Supongo que, como cualquier carrera, esta es una que se gana con la cabeza, con motivación. Yo no me permito todavía imaginarme a mí cruzando la meta en Esparta. No puedo, significaría asumir que estoy inscripto, que pude pagar los costos, que entrené como para hacer más de 100 km, mi actual límite. La ansiedad me mataría más que ahora. Así que intento vivir el día a día, pensando en las próximas carreras, en los entrenamientos, en estar físicamente a la altura.

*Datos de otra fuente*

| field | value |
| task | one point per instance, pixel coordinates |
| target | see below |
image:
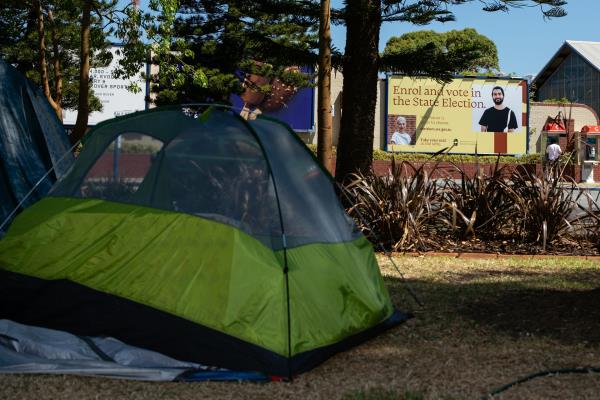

A veces me comparten videos con testimonios de esta ultra y yo tomo el camino cobarde y no lo veo. Marco mails como no leídos y quedan en la bandeja de entrada por meses.

Le di “Like” a una página de la Espartatlón y últimamente comenzaron a subir pequeñas biografías de los participantes de este año, hombres y mujeres de todo el mundo que repiten la hazaña. Enumeraban la cantidad de veces que fueron finishers, y mientras a mí me toma tanto tiempo llegar hasta ahí, ellos ya llevan 3, 5, 9 participaciones, o más… Y por supuesto que me encantaría ser uno más entre ellos… “Martín Casanova, argentinean amateur athlete, has been blogging about Spartathlon for three years and now has the chance to run it for the first time”. Y mi foto, con lentes de sol, una musculosa, corriendo, tres cuartos perfil. Medio borrosa. Hasta ahí llega mi imaginación, y no quiero dejarla volar todavía.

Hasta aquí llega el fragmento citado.